I bake with 100% homeground grain. Mostly whole wheat. I do add rye sometime. I got some desem starter. It seem's to bring out the taste of whole wheat with almost no sour. There is much information on Desem in TFL. 

leucadian's picture

Hi LP,

Does your oven ever cool off?? Your friend seems to be feeding you with good information, and I would trust her/his advice. Most people who bake with wild yeast are looking for the sour taste, but some just like the more complex taste, and some like the idea of controlling everything that goes into the bread.

In some wild yeast starters (but I think not all) there are bacteria (good ones) that make acid as they grow, turning the bread sour. Cooler temperatures favor the yeast, warmer temperatures favor the bacteria. But not all starters have the bacteria, and your original starter from commercial yeast probably didn't have any. There's a certain type of yeast that doesn't consume maltose, thus leaving it for the bacteria that can use it. If you don't happen to have that yeast, it's likely that all the sugars are consumed by the yeast, leaving none for the bacteria. Also, a short fermentaion will produce sweeter bread.

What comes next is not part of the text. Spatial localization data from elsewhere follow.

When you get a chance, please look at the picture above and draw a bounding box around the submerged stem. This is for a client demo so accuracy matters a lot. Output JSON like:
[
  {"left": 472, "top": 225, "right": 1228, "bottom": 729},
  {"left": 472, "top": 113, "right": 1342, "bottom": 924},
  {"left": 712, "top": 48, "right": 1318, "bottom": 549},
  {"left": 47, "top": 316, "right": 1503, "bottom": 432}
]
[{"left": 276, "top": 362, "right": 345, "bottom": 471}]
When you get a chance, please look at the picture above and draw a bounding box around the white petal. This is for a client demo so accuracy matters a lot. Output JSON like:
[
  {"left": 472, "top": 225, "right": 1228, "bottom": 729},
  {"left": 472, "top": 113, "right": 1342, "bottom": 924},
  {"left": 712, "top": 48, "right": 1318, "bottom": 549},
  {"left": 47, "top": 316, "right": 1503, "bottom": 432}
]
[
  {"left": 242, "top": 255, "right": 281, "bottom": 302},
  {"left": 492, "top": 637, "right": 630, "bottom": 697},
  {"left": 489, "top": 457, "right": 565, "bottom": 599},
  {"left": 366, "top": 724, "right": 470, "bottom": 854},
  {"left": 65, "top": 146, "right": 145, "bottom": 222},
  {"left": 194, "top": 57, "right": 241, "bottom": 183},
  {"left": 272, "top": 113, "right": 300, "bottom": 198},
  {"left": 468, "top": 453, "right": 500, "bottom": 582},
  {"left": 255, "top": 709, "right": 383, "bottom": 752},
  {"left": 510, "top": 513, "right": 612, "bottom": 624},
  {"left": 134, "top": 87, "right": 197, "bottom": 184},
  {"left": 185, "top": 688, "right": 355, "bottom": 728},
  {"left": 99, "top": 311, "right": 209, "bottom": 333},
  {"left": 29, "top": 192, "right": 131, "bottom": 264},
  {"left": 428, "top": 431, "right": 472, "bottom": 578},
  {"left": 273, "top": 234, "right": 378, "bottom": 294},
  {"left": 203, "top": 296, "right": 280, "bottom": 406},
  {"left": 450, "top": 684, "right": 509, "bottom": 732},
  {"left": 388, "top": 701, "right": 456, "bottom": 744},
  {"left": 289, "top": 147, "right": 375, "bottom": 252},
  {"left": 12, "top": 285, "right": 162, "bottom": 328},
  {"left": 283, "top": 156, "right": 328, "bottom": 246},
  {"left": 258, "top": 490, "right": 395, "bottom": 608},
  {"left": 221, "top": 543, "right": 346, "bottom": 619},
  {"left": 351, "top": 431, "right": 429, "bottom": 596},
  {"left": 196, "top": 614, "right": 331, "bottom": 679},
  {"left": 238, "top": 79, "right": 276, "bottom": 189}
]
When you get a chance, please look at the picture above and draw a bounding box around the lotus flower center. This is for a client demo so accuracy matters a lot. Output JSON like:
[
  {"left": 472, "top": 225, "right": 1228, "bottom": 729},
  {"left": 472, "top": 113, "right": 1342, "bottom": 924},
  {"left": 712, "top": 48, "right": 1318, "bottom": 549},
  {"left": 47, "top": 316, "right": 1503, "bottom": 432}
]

Interesting what you said about sprouting wheat and grinding it up to feed your previous starter. You were making malted grain, letting the enzymes in the wheat convert the starches to sugars. It's the perfect food for a starter. I'd keep doing it till you see a reason to change.

You might consider dividing the starter (kept on the counter, not refrigerated since you're using it so often) into two jars, one to keep feeding as your friend recommends, and the other to try your own feeding methods on. I'm sure your friend would spot you another starter if you lost yours, however.